Wednesday, 26 December 2012

the purple land [w h hudson]

On the face of it, as an Anglo who has spent more of his days in this country than anyone could have predicted 20 years ago, I should have read Hudson's tome long ago. 

It recounts the adventures of an Englishman in Uruguay during the mid c19. Richard, as the hero is called, leaves Montevideo in search of work on an estancia, gets caught up in a Blanco revolution, breaks the hearts of various Latin beauties, kills a man, works his way through a dozen horses and drinks a lot of rum. 

To be honest, I don't quite know what to make of the book. So many people have spoken to me about it that I expected it to encapsulate in its pages the ageless charms of a country which is not so very different now, in the "interior" at least, from what it was like 150 years ago. Perhaps it does, but the narrator keeps getting in the way. In this sense, the book is like travel literature the world over: impinged upon by the difficulties of the traveller in truly gaining a grip on the society he or she is describing.

Hudson, to be fair, seeks to make this point. His intention is to chart a gradual transformation on the part of the narrator as he comes to respect the unsophisticated ways of these noble, warlike young Americans. The penultimate chapter features a eulogy to the humble provincial Uruguayan: “may the blight of our superior civilisation never fall on your wild flowers, or the yoke of our progress be laid on your herdsman—careless, graceful, music-loving as the birds”. The contradictions inherent in the passage are obvious; on the one hand celebrating a prelapserian world, on the other redolent with a benign condescension.
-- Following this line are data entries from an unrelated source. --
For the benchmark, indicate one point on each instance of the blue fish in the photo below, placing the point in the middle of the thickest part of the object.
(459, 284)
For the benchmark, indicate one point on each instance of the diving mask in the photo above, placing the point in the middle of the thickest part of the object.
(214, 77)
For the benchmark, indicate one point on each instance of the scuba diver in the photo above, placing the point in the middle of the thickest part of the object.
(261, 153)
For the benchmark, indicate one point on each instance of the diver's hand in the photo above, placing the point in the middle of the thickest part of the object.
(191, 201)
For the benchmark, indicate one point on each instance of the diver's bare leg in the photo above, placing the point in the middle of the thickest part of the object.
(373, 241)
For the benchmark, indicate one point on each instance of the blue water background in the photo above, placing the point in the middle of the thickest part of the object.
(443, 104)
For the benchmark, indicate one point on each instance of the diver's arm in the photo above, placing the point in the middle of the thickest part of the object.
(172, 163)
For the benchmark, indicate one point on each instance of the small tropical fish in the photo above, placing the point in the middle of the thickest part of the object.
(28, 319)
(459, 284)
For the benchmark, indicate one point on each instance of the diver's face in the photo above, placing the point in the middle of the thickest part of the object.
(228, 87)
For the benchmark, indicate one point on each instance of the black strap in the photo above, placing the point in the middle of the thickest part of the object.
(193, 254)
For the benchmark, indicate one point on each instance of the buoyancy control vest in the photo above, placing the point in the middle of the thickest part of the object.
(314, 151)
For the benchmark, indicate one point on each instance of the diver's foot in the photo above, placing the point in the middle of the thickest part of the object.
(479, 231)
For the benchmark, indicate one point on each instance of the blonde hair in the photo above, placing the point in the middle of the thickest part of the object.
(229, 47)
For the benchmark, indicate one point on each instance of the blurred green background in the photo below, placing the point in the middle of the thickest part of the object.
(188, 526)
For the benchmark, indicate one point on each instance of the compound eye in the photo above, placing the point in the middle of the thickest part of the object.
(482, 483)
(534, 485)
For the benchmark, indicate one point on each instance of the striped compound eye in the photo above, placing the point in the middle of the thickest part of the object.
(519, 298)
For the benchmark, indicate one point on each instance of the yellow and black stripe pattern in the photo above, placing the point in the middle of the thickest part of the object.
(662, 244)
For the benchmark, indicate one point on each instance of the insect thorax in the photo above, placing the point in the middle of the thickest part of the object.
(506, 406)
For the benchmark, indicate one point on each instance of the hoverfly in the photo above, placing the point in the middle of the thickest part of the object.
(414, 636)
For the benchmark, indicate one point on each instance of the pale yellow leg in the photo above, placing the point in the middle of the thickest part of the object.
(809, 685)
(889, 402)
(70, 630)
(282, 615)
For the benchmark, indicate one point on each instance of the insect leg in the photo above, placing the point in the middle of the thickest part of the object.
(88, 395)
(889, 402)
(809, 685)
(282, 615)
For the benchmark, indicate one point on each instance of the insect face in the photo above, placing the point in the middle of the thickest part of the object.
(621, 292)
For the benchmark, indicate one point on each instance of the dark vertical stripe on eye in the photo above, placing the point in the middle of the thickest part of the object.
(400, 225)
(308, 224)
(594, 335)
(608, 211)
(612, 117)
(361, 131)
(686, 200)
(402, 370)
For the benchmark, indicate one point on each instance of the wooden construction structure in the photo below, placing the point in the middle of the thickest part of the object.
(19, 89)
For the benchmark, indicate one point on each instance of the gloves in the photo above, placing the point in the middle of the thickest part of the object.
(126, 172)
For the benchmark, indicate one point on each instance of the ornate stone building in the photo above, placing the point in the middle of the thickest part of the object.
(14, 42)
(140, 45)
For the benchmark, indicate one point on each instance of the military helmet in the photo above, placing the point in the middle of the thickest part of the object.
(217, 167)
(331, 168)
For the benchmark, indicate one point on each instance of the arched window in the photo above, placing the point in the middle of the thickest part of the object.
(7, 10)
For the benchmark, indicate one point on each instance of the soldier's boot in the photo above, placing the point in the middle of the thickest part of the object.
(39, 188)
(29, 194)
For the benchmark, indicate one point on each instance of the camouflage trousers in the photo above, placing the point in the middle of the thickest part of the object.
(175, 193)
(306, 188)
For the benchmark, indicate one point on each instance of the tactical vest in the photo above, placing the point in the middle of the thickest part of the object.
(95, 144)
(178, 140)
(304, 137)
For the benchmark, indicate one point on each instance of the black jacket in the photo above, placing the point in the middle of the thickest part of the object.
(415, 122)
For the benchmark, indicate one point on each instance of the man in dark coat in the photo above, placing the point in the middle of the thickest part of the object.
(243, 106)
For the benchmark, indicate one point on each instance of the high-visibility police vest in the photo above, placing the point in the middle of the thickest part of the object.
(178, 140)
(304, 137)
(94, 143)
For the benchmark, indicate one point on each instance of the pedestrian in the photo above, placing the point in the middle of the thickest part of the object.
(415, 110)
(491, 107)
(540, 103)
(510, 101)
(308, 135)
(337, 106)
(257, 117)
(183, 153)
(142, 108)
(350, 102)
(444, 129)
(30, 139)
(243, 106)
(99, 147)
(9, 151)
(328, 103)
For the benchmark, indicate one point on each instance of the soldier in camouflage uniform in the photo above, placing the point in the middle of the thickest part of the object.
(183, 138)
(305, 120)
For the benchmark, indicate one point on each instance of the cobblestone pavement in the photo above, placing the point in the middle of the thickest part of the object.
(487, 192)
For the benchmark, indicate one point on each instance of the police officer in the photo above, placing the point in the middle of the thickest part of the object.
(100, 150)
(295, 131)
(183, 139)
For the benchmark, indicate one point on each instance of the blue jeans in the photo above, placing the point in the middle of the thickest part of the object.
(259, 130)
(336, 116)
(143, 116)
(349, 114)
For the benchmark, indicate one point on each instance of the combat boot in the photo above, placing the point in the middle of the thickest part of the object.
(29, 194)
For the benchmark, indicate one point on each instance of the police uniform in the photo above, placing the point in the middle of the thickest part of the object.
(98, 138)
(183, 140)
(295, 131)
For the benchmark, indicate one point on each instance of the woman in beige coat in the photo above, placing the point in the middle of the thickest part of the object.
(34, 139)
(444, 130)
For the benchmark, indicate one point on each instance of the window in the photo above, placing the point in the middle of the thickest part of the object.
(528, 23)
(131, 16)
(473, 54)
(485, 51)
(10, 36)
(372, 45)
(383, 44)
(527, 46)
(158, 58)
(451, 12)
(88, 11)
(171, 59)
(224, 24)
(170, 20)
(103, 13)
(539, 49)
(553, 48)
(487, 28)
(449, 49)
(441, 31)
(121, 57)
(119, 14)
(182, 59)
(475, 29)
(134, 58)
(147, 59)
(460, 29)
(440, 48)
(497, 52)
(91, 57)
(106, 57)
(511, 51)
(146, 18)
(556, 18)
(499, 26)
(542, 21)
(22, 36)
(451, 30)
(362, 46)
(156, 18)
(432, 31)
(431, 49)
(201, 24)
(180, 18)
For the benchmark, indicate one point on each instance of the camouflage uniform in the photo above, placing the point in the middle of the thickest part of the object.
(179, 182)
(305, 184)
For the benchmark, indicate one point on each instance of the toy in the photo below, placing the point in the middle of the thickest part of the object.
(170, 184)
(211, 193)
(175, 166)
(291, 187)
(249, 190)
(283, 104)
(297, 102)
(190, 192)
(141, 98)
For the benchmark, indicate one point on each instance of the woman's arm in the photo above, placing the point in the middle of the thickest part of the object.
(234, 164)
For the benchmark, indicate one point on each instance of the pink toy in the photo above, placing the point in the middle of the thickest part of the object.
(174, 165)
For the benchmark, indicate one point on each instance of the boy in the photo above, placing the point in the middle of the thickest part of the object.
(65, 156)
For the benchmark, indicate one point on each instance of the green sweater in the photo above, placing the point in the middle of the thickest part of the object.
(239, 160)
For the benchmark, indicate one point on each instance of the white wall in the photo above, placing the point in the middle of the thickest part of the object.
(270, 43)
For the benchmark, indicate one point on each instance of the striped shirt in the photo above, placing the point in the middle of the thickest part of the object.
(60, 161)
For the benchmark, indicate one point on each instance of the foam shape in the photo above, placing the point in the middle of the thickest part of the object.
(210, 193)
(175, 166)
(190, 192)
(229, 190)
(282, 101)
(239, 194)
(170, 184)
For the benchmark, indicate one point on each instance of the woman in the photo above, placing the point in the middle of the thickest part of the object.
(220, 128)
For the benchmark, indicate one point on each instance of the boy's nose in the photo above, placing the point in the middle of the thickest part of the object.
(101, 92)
When I first came back from Uruguay I was interviewed by a now eminent theatre director for a job as an assistant director. I was asked about Uruguay and I answered fulsomely, talking about culture and uses of time and such like. Somewhat sniffily he sought to puncture my enthusiasm with a remark about the country's impoverished economy. As though this was enough to consign the box marked Uruguay (and perhaps the one marked "Latin America" too) to the cupboard marked "Nice to visit but not that important". This attitude remains predominant in the UK, Spain, and much of Europe and the Anglophone world. For all his obvious affection for the country, this would also appear to be the attitude Hudson adopts. In the end, the narrator leaves, the world goes on, he will have other fish to fry.

This is the downside of the book. The upside is that it offers a colourful insight into a world of gauchos, revolutionaries and their molls. It's the stuff of a John Buchan novel, with larks aplenty and tall tales to be enjoyed. Most of the Uruguayans who have recommended the book have told me they came to know it as children, which makes sense. For an impression of what the c19th equivalent of backpacking might have been like, The Purple Land works a treat. For an insight into the growing pains of a young American nation, (the land is purple as a result of the blood spilt in the battles which rage on its soil), Hudson's novel leaves something to be desired.